Given the changes facing the accounting industry, the invitation to host last week’s CPA Australia Technology Accounting Forum’s second day in Sydney was a good opportunity to see how the profession and its clients are dealing with these major shifts.
The accounting profession has been one of the big winners of the 20th century’s shift to a services economy. Last week’s story on how the workforce has been changing illustrates this with a chart showing how the occupation has grown over the past 140 years.
In many respects accountants should be well placed to benefit in a data driven economy given the training and skills they possess. The big challenge for existing practitioners is to shift with the times.
The transition from what’s been lucrative work in the past will be a challenge for some in the profession. Many of the manual tasks accountants previously did are now being automated with direct data links increasingly seeing operations like reconciliations and filing financial returns being done in real-time without the need for any human intervention.
In private practice, the shift to cloud computing and direct APIs has stripped out more revenues with useful earners such as selling boxed software petering away as services like Xero and Saasu arrived and established players like Intuit, Sage and MYOB moved to online models.
Shifting to the cloud
That shift has already happened with the presenter in one breakout session asking the audience how many practitioners used exclusively desktop software, purely cloud service or a hybrid of the two. Of the twenty in the room, the vast majority were using a combination with three being purely online and one sole operator still stuck with a desktop system.
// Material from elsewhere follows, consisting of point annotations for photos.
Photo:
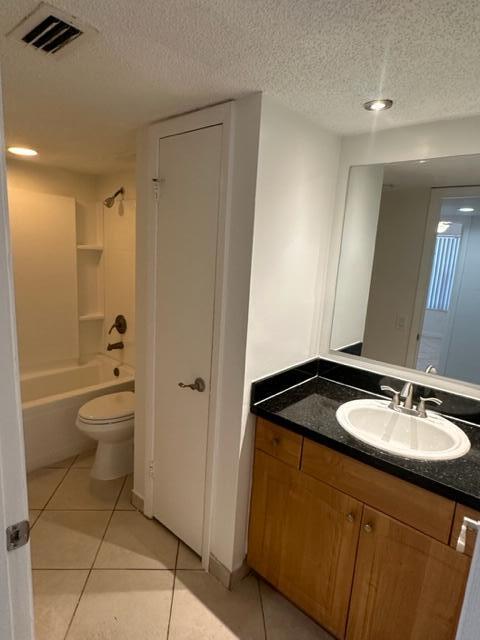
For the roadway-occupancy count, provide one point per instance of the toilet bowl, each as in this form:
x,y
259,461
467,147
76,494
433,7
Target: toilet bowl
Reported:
x,y
110,421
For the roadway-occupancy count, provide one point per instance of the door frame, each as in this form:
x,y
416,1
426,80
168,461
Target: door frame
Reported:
x,y
433,215
219,114
16,599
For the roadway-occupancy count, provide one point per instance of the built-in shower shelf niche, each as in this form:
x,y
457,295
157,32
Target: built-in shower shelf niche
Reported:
x,y
89,247
90,271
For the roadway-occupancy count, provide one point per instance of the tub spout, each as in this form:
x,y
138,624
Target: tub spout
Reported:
x,y
115,345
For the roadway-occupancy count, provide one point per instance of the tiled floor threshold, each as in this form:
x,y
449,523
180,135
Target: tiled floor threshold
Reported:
x,y
102,571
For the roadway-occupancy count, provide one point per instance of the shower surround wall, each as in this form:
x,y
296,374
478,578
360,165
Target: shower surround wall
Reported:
x,y
74,264
119,261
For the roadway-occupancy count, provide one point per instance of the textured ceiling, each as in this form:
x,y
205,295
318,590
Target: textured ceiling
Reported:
x,y
154,58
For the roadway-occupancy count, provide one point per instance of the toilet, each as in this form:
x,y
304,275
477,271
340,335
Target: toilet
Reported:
x,y
110,421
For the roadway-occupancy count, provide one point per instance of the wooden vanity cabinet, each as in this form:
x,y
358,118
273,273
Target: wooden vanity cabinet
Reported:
x,y
303,539
406,585
381,571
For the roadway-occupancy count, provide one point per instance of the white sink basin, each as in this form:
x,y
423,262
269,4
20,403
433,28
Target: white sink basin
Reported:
x,y
430,438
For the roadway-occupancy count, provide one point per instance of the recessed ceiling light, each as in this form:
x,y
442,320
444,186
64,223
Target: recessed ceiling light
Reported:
x,y
378,105
23,151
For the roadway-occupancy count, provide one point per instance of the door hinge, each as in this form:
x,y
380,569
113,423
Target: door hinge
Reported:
x,y
18,535
157,182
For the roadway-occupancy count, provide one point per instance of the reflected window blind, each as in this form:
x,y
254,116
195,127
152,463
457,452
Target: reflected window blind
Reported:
x,y
443,272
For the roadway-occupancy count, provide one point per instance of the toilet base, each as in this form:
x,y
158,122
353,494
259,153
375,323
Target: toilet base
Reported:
x,y
113,460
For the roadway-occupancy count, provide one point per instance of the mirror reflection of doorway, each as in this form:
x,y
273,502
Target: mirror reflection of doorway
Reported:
x,y
451,298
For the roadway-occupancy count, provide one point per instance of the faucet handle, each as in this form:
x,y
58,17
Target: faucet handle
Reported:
x,y
396,395
422,405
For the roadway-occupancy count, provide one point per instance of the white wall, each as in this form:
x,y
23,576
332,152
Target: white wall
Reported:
x,y
358,247
283,214
463,360
119,261
45,267
106,280
431,140
57,334
396,269
297,172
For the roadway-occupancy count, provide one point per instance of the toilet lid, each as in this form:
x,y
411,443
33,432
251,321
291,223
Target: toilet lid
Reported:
x,y
110,407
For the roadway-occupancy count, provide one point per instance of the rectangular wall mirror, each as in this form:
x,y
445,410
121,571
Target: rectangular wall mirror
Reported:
x,y
408,286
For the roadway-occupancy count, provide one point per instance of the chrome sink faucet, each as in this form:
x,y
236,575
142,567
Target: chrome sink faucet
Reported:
x,y
402,401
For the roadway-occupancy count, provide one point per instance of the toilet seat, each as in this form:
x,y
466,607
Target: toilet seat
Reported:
x,y
110,420
109,409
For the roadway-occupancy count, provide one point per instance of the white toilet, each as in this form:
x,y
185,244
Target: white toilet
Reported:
x,y
110,420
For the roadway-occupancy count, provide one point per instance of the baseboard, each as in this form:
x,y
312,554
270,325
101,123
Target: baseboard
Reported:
x,y
53,457
137,501
226,577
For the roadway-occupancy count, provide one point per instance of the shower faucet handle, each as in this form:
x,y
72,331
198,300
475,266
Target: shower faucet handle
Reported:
x,y
120,325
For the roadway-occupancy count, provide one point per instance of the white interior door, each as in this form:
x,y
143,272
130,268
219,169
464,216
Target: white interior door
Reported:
x,y
16,607
188,210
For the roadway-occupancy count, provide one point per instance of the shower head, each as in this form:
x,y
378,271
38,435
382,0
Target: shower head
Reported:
x,y
109,202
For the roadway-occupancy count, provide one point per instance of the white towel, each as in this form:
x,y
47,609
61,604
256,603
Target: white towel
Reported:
x,y
469,624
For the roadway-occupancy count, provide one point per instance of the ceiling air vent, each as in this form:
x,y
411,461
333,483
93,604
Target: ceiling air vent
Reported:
x,y
49,30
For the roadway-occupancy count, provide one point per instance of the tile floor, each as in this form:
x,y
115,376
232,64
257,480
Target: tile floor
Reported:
x,y
102,571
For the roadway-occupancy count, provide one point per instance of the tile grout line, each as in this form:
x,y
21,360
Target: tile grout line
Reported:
x,y
66,469
94,560
262,608
173,589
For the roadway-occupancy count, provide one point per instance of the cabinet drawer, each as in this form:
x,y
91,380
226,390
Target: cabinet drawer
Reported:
x,y
423,510
460,513
278,442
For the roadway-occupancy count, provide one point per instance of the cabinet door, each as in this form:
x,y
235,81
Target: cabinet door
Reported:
x,y
407,586
303,539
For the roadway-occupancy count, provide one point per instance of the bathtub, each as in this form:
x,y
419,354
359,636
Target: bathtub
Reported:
x,y
50,402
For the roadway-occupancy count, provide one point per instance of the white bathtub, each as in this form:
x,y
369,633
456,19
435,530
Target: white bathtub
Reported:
x,y
50,402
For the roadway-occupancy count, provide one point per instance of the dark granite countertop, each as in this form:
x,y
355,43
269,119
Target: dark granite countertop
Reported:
x,y
309,410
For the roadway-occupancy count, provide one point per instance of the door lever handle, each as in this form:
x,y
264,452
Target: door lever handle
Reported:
x,y
198,385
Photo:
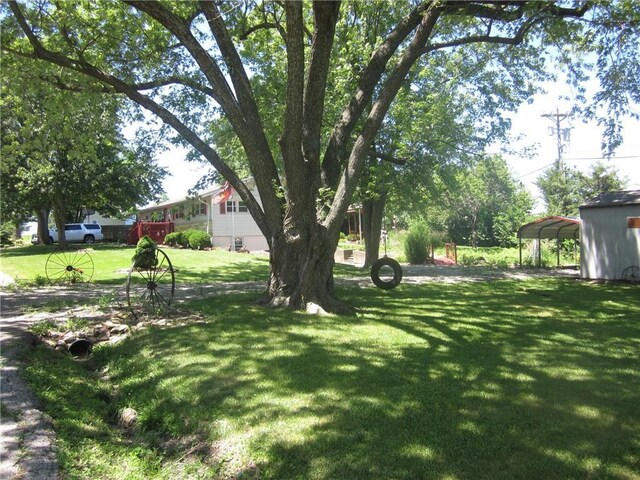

For accountants the message from all of the sessions was clear; the future is online and businesses based around paper-based models are doomed. The question though for them is how will they make the transition to being professional advisers.
Strangely, the big challenge for accountants in private practice may be their clients. A number of panel participants pointed out small business owners are slow to adopt new technologies and this holds both them and their service providers back. Divorcing tardy customers may be one of the more difficult tasks facing professional advisors.
The Technology, Accounting and Finance Forum showed the potential for accountants and professional services providers to be the trusted advisors in an online world, the task now is for businesses beyond the accounting profession to learn and understand those tools.